The gospel according to Alan Measles

As I’ve said before the arts are the thinking person’s sport and so on Saturday while Neanderthals sped northward for the Norwich v Chelsea match we trained it down to London for a bit of yer actual culture. Our planned destination was the British Museum and the Grayson Perry exhibition entitled ‘The Tomb of the Unknown Craftsman’.

We only just got tickets. They seem to sell out fast on the day. What a truly wonderful building the British Museum is. I hadn’t been since my schooldays. The rotunda is a magnificent construction and along with the glass roof makes for a light and airy space. As there was a fair bit of time between buying the tickets and our allocated slot we decided to go for a meal. We’ve had some very good meals in museums up and down the land and the Court Restaurant in the British Museum; both the food and the service were first class; the staff were just so nice; a destination in itself.

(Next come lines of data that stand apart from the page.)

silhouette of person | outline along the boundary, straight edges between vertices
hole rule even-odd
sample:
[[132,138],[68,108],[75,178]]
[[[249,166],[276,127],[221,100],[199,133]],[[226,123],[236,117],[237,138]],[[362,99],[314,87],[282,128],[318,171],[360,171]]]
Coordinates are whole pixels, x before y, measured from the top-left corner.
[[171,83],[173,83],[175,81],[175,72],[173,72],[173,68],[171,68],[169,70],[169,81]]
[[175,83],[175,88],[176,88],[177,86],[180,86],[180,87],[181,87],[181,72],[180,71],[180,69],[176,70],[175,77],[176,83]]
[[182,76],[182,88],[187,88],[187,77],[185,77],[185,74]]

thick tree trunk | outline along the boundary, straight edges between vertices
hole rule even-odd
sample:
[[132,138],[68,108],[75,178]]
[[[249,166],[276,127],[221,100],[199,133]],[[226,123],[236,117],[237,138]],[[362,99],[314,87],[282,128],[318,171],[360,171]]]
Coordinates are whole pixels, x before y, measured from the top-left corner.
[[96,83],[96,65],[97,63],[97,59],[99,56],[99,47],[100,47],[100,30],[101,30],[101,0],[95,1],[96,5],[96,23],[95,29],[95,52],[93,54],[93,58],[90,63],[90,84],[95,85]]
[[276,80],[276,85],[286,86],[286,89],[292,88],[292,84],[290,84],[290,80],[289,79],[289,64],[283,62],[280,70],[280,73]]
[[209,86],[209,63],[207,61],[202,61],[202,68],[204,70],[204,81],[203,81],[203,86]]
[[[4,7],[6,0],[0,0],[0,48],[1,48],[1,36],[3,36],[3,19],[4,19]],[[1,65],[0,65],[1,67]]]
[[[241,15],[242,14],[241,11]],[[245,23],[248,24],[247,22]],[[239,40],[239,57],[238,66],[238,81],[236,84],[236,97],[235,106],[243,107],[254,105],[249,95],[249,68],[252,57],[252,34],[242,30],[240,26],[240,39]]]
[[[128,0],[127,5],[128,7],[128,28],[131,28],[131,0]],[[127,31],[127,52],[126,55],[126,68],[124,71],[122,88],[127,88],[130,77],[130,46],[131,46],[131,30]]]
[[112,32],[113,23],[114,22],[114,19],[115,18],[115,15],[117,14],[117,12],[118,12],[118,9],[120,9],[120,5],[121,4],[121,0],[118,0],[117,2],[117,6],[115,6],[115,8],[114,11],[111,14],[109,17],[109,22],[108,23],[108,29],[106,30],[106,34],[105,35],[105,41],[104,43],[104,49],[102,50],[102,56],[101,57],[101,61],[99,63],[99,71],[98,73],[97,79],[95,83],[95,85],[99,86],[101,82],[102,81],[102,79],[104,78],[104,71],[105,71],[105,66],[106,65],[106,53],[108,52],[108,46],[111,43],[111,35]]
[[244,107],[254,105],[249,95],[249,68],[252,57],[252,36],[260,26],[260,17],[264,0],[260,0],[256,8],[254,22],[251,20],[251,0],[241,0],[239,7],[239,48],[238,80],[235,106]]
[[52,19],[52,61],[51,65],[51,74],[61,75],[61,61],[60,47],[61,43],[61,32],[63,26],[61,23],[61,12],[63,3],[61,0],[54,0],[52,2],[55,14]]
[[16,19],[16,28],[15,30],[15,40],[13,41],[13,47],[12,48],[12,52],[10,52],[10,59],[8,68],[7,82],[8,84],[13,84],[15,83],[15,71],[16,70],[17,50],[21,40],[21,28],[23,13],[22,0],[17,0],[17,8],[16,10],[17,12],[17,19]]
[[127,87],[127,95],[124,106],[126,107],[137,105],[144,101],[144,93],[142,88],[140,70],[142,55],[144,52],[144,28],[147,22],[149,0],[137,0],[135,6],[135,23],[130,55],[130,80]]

The entrance to the Grayson Perry exhibition is guarded by his pink motorbike, as used on his pilgrimage. The glass case affixed to the back now houses Alan Measles’ stunt double. The queuing and entry arrangements left a lot to be desired. You would think that an august and mature institution like the British Museum would have this sort of thing down to a fine art so to speak. Seemingly not. And once inside things didn’t improve greatly. I think that far too many exhibits are concentrated at the beginning thus causing a human bottle neck. The exhibition itself was a piece of inspired genius. Grayson Perry continues to go up and up in my estimation. In my opinion he is one of our greatest living artists; up there with David Hockney, Anthony Gormley and Gilbert and George. Grayson’s work is three dimensional. He’s a potter, a sculpture a tapestry and cloak designer. The exhibition is a mix of his work along with pieces that he has selected from the British Museum collection to compliment his work. I love Grayson’s pots. They are adorned with philosophical slogans. He has his own personal deity, Alan Measles his lifelong teddy bear, which features in many if not all of Perry’s work. He also has a wry and acute sense of humour. Three of his sculptures, a skull, a father and a mother all reminded me of a line spoken by the ghost of Jacob Marley “I wear the chain I forged in life”. The pièce de résistance is the eponymous Tomb of the Unknown Craftsman a huge cast iron sculpture based around a sailing ship and is a wonder to behold. Grayson Perry is a very unique artist and a true visionary. If you get the chance to see his work you should go.